Il Tempio di Vesta, uno dei più antichi ed importanti santuari di Roma, ospitava il “fuoco sacro”, simbolo della comunità e dello Stato ed era strettamente connesso con la Casa delle Vestali, insieme alla quale costituiva un complesso unitario denominato “Atrium Vestae“. Il Tempio di Vesta fu eretto probabilmente nel IV secolo a.C. ed era costituito da un podio in opera cementizia rivestito di marmo, al quale si addossavano le basi che sostenevano un anello di 20 colonne corinzie scanalate che racchiudevano la cella, anch’essa circolare, all’interno della quale era custodito il “fuoco sacro” continuamente acceso: il tetto, conico, aveva un’apertura centrale che permetteva la fuoriuscita del fumo.

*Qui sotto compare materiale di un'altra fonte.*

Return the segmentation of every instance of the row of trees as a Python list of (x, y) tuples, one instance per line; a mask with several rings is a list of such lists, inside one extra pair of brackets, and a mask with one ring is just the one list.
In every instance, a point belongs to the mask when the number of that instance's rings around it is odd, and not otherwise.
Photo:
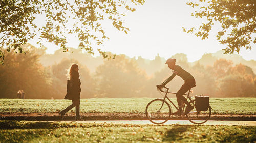
[[(0, 66), (0, 98), (16, 98), (17, 91), (23, 89), (26, 98), (62, 99), (66, 94), (67, 70), (71, 63), (79, 65), (82, 82), (81, 97), (158, 97), (156, 85), (172, 74), (163, 59), (156, 57), (146, 63), (142, 58), (129, 58), (117, 55), (114, 60), (105, 60), (91, 72), (83, 61), (64, 58), (52, 65), (44, 66), (40, 58), (45, 54), (34, 47), (25, 48), (27, 55), (8, 53), (5, 64)], [(177, 64), (195, 78), (195, 94), (211, 97), (256, 97), (256, 76), (252, 69), (244, 65), (233, 64), (224, 59), (216, 60), (212, 66), (205, 66), (199, 62), (192, 65), (186, 55), (173, 56)], [(147, 69), (155, 68), (154, 74)], [(151, 70), (153, 71), (153, 70)], [(183, 84), (176, 77), (167, 85), (177, 91)], [(175, 97), (174, 95), (173, 97)]]

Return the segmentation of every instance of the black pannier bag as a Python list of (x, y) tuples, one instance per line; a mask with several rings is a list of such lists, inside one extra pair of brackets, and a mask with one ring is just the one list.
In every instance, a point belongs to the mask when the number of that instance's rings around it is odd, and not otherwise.
[(196, 109), (197, 111), (206, 111), (209, 108), (209, 98), (208, 96), (196, 95)]

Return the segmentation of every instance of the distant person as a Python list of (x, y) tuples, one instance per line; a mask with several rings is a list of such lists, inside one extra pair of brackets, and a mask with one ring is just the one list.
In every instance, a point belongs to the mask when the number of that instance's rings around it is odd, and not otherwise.
[(63, 120), (64, 115), (72, 108), (76, 107), (76, 120), (83, 120), (80, 116), (80, 93), (81, 83), (80, 82), (79, 74), (78, 73), (78, 65), (73, 64), (68, 71), (68, 76), (70, 80), (70, 89), (69, 84), (67, 86), (67, 93), (64, 99), (72, 100), (72, 104), (67, 108), (60, 111), (61, 119)]
[(168, 67), (173, 71), (173, 73), (164, 82), (157, 87), (159, 89), (162, 89), (163, 87), (164, 87), (176, 75), (180, 76), (185, 81), (184, 84), (180, 88), (180, 89), (176, 94), (179, 110), (176, 112), (174, 113), (180, 116), (182, 113), (181, 108), (183, 104), (182, 101), (186, 103), (188, 107), (187, 108), (188, 110), (185, 111), (186, 113), (189, 112), (194, 108), (194, 106), (188, 103), (183, 95), (191, 88), (196, 87), (196, 81), (194, 77), (189, 73), (183, 69), (180, 65), (176, 65), (176, 59), (175, 59), (169, 58), (167, 60), (165, 64), (168, 65)]
[(17, 96), (19, 99), (20, 99), (22, 98), (22, 91), (20, 90), (18, 91)]
[(23, 91), (23, 90), (20, 90), (21, 92), (22, 92), (22, 96), (20, 97), (20, 98), (21, 99), (25, 99), (25, 94), (26, 93), (24, 92), (24, 91)]

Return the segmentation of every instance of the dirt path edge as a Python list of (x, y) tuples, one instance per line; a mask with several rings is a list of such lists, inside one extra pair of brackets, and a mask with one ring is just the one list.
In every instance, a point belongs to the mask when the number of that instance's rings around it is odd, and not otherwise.
[[(81, 113), (85, 120), (147, 120), (144, 113)], [(75, 113), (67, 113), (65, 120), (74, 120)], [(0, 120), (56, 121), (61, 118), (56, 113), (0, 113)], [(186, 118), (172, 117), (170, 120), (187, 120)], [(256, 121), (256, 115), (211, 115), (210, 120)]]

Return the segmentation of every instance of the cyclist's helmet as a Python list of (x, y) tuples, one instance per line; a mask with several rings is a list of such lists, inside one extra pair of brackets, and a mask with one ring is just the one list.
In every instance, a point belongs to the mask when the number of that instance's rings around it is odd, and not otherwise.
[(165, 64), (167, 63), (170, 63), (170, 64), (175, 64), (175, 63), (176, 62), (176, 59), (174, 58), (169, 58), (167, 59), (166, 62), (165, 63)]

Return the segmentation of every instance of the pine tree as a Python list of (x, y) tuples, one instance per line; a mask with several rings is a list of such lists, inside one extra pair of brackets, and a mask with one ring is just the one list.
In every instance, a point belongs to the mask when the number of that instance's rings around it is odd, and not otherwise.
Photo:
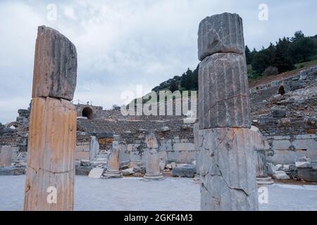
[(172, 92), (178, 90), (178, 84), (175, 79), (173, 79), (172, 82), (170, 82), (169, 89)]
[(247, 60), (247, 64), (251, 64), (252, 62), (252, 55), (247, 45), (245, 46), (245, 58)]

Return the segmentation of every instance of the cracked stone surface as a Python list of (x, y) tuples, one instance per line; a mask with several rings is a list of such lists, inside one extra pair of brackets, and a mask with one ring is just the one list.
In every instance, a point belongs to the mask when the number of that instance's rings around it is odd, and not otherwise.
[(37, 30), (32, 98), (54, 97), (71, 101), (77, 79), (75, 45), (52, 28)]
[(201, 210), (258, 210), (249, 129), (199, 130)]
[(11, 165), (12, 150), (10, 146), (0, 146), (0, 167)]
[[(69, 101), (32, 100), (25, 210), (72, 210), (76, 146), (76, 110)], [(47, 188), (57, 189), (57, 204), (49, 204)]]
[(202, 61), (216, 53), (244, 54), (242, 19), (225, 13), (209, 16), (199, 23), (198, 58)]
[(199, 69), (199, 129), (251, 127), (245, 57), (215, 53)]

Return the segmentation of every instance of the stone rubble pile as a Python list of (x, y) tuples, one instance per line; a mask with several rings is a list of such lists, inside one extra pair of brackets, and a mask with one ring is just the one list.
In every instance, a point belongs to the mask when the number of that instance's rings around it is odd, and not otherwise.
[(317, 182), (317, 162), (311, 162), (306, 156), (297, 159), (294, 164), (274, 165), (268, 163), (268, 171), (277, 179), (294, 179)]

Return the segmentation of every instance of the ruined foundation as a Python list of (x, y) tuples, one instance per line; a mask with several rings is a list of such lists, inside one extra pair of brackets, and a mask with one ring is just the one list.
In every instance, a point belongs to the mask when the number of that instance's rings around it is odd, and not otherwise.
[(63, 34), (39, 27), (30, 120), (25, 210), (73, 210), (77, 53)]
[(201, 210), (258, 210), (242, 19), (207, 17), (198, 33)]

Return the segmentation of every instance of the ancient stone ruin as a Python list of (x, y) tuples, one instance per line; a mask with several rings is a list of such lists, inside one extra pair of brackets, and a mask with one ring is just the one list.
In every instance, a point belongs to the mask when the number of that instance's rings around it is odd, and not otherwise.
[(207, 17), (198, 55), (202, 210), (257, 210), (242, 20)]
[[(73, 210), (76, 48), (58, 31), (39, 27), (29, 127), (25, 210)], [(49, 193), (56, 196), (49, 199)], [(52, 204), (54, 203), (54, 204)]]
[(198, 54), (197, 120), (123, 115), (73, 104), (76, 49), (39, 27), (30, 108), (0, 124), (0, 175), (26, 170), (25, 210), (72, 210), (75, 174), (194, 178), (202, 210), (257, 210), (256, 183), (272, 177), (317, 181), (317, 66), (248, 84), (242, 21), (231, 13), (200, 22)]
[(104, 176), (106, 178), (120, 178), (122, 174), (119, 171), (119, 145), (115, 141), (113, 143), (112, 151), (109, 155), (107, 171)]
[(147, 136), (147, 173), (144, 179), (163, 179), (163, 174), (161, 172), (160, 161), (157, 148), (157, 140), (155, 137), (153, 130), (151, 130)]

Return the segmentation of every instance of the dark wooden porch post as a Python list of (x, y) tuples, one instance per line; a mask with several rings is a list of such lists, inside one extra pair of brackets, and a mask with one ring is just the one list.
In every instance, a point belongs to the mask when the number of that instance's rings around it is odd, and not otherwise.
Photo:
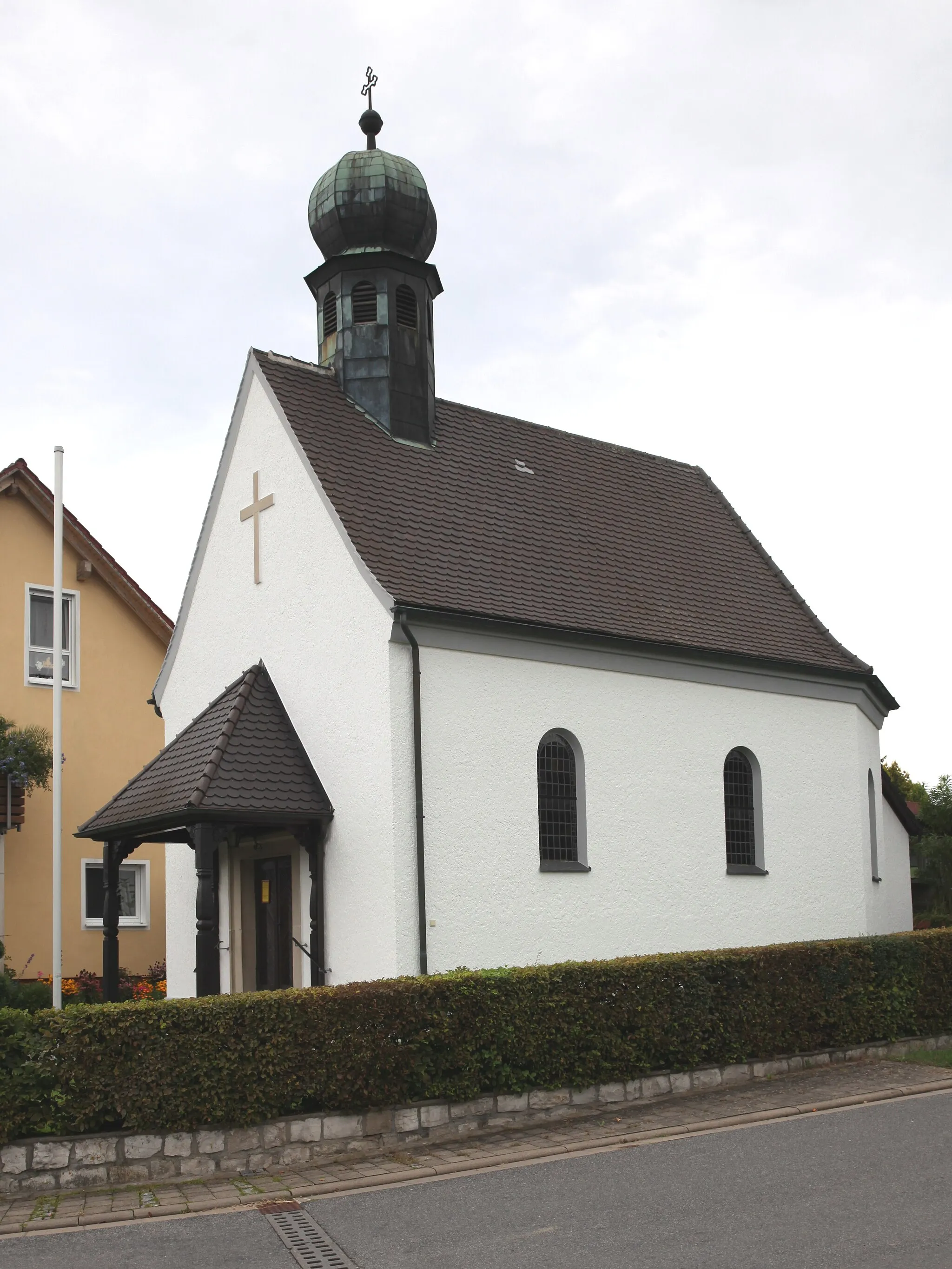
[(195, 995), (217, 996), (218, 971), (218, 846), (215, 825), (195, 824), (189, 830), (195, 848)]
[(322, 824), (315, 825), (305, 838), (307, 865), (311, 873), (311, 986), (322, 987), (324, 966), (324, 838)]
[(103, 1000), (119, 999), (119, 864), (124, 841), (103, 843)]

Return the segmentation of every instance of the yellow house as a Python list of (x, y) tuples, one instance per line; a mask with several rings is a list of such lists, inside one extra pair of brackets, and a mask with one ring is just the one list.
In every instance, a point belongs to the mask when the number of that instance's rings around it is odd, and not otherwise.
[[(18, 458), (0, 471), (0, 714), (52, 728), (52, 492)], [(102, 855), (72, 832), (161, 749), (149, 704), (173, 623), (69, 511), (63, 514), (62, 972), (102, 972)], [(50, 646), (47, 646), (50, 645)], [(52, 971), (52, 794), (20, 831), (0, 806), (0, 939), (23, 977)], [(165, 957), (165, 850), (121, 872), (119, 964)]]

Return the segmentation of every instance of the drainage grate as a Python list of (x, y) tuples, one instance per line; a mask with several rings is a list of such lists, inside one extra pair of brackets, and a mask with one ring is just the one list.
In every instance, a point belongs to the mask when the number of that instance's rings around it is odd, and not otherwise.
[(301, 1269), (357, 1269), (354, 1261), (297, 1203), (263, 1203), (258, 1211)]

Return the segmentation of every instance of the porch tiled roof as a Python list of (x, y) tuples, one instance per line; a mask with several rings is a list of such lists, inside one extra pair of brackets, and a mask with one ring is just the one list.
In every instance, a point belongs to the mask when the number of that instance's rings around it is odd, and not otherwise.
[(216, 697), (76, 836), (201, 819), (326, 820), (327, 794), (263, 662)]

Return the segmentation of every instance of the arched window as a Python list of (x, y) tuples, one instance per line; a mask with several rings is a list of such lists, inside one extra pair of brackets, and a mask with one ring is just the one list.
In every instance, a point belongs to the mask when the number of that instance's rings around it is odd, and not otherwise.
[(377, 288), (372, 282), (358, 282), (350, 292), (354, 322), (377, 321)]
[(873, 881), (882, 881), (880, 877), (880, 843), (876, 836), (876, 777), (872, 769), (866, 782), (866, 794), (869, 803), (869, 863), (872, 864)]
[(546, 732), (536, 755), (542, 872), (590, 872), (584, 862), (584, 772), (580, 766), (581, 750), (576, 758), (571, 737), (560, 731)]
[(413, 288), (401, 282), (397, 287), (397, 325), (416, 330), (416, 296)]
[(333, 335), (338, 329), (338, 297), (329, 291), (324, 297), (324, 338)]
[(760, 770), (744, 749), (724, 760), (724, 829), (727, 872), (764, 873)]

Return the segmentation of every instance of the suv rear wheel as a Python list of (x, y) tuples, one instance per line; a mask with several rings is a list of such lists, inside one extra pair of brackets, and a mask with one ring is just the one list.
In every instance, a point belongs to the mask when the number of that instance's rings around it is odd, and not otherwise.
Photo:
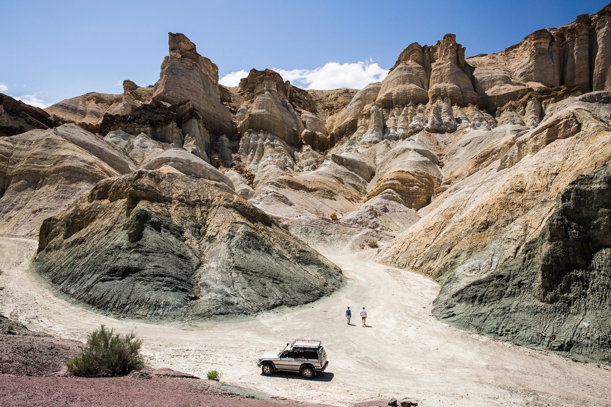
[(271, 363), (266, 363), (261, 367), (261, 372), (266, 376), (274, 374), (274, 367)]
[(306, 379), (311, 379), (316, 375), (314, 369), (310, 366), (304, 366), (301, 368), (301, 375)]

Va segnalato che nessun simulacro della dea era qui custodito, mentre invece si presume che una statua della divinità fosse contenuta nell’edicola situata all’ingresso della Casa delle Vestali. Nella cavità trapezoidale che si apriva nel podio, ed alla quale si accedeva soltanto dalla cella, probabilmente si deve riconoscere il “penus Vestae“, il sito proibito alla vista di tutti tranne che alle Vestali, dove erano conservati i “pignora civitatis“, ovvero gli oggetti sacri ai destini di Roma e “pegno” delle sue fortune, che Enea, secondo la leggenda, avrebbe trasportato da Troia: tra tutti il più importante era il Palladio, un simulacro arcaico di Minerva. Quando l’incendio neroniano del 64 d.C. distrusse, con gran parte della città, anche il tempio e la Casa delle Vestali, le due costruzioni vennero sostituite, ad un livello più alto, dagli edifici attualmente visibili. Il tempio, pur attraverso numerose modifiche, conservò la forma e le dimensioni allora stabilite, insieme al nuovo orientamento, basato su quello prevalente del Foro Romano. Dopo la fase neroniana vi fu un totale rifacimento nel periodo di Traiano e poi un successivo restauro attribuibile alla moglie di Settimio Severo, Giulia Domna, in seguito all’incendio del 191 d.C., molto probabilmente mantenendo la stessa forma conferitagli dalla ricostruzione neroniana del 64 d.C. L’aspetto attuale è dovuto alla ristrutturazione del 1930, durante la quale furono utilizzati numerosi frammenti originali, completati da restauri in travertino.